Publications and Research

Document Type

Other

Publication Date

3-4-2016

Abstract

The past several decades have displayed a focus on diversity in the workplace throughout the corporate environment. Questions remain: has the effort been at all impactful – or, due to its symbolic nature, has it only been a distraction? What behaviors would have been better emphasized to achieve full participation and opportunity by all actors in a firm?

Considerable research has revealed that attempts at diversity are clumsy at best; and spurious at worst. [i] The challenge for firms has been to develop a “business case” for why those contributing groups represented by women and people of color should be promoted to levels of leadership within the corporate environment. The unfortunate result, after decades of trial and error, are policies designed to tighten the grip of white males on business through the creation of artificial glass ceilings beyond which only a few from the affected groups can reach, with a tenuous hold. Cutting-edge research on symbols and symptoms tells us that the refusal to examine in totality the history of discrimination and racism allow us to perpetuate a mythology that prohibits any real growth. [ii] That mythology, of white male supremacy, is enhanced through impotent diversity programs replicated throughout corporate America.

Race remains one of the most hotly controversial and highly complex issues in our society. In American society, race is politically and socially defined. Race has been used to reinforce already powerful groups, while weakening those groups with less power; prior to and even into the twentieth century, race determined a woman’s political rights and social status. [iii]

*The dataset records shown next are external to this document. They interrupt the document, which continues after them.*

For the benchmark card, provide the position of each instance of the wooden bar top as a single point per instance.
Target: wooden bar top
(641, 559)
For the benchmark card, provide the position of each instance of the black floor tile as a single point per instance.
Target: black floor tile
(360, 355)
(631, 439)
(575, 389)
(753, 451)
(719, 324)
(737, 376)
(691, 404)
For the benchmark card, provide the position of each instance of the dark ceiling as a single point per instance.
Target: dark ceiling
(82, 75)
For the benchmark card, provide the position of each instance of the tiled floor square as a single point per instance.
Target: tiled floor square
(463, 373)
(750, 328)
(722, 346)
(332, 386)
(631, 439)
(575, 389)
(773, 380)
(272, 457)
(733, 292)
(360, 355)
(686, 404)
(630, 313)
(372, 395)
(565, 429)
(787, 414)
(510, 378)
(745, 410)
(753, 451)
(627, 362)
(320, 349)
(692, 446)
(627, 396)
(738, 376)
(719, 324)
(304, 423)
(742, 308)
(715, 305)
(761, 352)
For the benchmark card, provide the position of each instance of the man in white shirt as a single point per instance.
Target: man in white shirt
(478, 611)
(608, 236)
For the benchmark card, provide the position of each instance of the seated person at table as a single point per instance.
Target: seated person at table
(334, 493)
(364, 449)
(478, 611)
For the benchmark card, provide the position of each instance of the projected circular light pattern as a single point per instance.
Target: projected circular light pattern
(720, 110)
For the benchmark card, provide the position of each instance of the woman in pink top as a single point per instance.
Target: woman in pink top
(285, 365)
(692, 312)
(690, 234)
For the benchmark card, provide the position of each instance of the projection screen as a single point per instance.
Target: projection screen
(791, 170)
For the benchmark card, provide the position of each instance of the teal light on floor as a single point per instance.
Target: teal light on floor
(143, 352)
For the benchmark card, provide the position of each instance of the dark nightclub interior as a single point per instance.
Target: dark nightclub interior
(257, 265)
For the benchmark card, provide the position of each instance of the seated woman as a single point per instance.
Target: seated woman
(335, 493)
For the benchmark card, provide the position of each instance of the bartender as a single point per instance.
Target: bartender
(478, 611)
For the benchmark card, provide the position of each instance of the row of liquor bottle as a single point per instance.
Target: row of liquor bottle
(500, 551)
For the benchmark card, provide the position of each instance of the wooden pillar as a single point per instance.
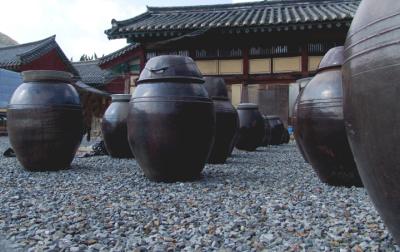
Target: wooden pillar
(304, 60)
(142, 58)
(244, 94)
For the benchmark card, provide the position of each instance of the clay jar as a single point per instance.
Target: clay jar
(114, 128)
(371, 104)
(226, 120)
(320, 125)
(251, 129)
(171, 122)
(45, 123)
(274, 130)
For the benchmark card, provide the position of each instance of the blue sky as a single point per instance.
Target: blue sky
(78, 24)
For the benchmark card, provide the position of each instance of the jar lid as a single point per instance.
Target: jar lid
(247, 106)
(216, 87)
(272, 117)
(121, 97)
(333, 58)
(47, 75)
(171, 68)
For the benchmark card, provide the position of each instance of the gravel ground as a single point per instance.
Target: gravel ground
(269, 199)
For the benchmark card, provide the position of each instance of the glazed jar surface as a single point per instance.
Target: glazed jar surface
(371, 104)
(320, 126)
(171, 122)
(226, 120)
(114, 127)
(45, 123)
(251, 127)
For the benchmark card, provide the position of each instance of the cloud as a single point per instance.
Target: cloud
(79, 25)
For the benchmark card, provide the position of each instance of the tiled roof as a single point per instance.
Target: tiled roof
(12, 57)
(256, 16)
(9, 81)
(6, 40)
(92, 74)
(116, 54)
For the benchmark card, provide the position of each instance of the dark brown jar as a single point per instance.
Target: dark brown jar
(171, 122)
(320, 125)
(114, 129)
(251, 129)
(371, 104)
(274, 130)
(285, 136)
(45, 124)
(226, 120)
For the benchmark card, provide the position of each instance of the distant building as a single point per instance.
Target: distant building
(125, 64)
(259, 48)
(44, 54)
(102, 79)
(6, 40)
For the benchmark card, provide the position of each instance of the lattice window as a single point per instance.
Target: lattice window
(320, 48)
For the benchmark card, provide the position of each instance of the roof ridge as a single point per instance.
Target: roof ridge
(27, 44)
(86, 62)
(273, 3)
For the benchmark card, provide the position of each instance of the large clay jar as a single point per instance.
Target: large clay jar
(114, 127)
(45, 123)
(171, 122)
(274, 130)
(226, 120)
(251, 129)
(320, 127)
(285, 136)
(371, 103)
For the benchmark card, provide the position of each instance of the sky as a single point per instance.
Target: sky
(78, 24)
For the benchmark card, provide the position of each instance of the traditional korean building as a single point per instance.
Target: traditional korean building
(44, 54)
(259, 47)
(125, 65)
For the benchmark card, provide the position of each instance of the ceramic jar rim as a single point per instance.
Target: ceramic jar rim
(121, 97)
(47, 75)
(247, 106)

Traditional approaches to diversity learning are remarkable in their consistent gaps when it comes to addressing historical inequities as an avenue to understanding future opportunities for business when inclusion is emphasized. The current environment of changing demographics, not only domestically but globally, requires, indeed deserves, a more focused approach to addressing this multicultural landscape as the majority/minority language takes on a different shape. This case provides the background and substance to educate the reader in that regard.

This case examines the implementation of symptomatic thinking in a corporate environment with an aim towards encouraging authentic leadership in a world of changing demographics. The point of view is that of a primary protagonist, an African-American woman, and the venue is a major commercial and investment bank based in the United States. For the purposes of confidentiality, all names are changed.

[i] See Caryn J. Block, Sandy M. Koch, Benjamin E. Liberman, Tarani J. Merriweather, and Loriann Roberson, Contending with Stereotype Threat at Work: A Model of Long-Term Responses, The Counseling Psychologist, 39(4) 570-600, (2011).

[ii] Edgar J. Ridley, The Golden Apple: Changing the Structure of Civilization – Volume 1 (Africa World Press), 2008, 105..

[iii] Ella L.J. Edmondson Bell and Stella M. Nkomo, Our Separate Ways: Black and White Women and the Struggle for Professional Identity, Harvard Business School Press, (2001), p. 17.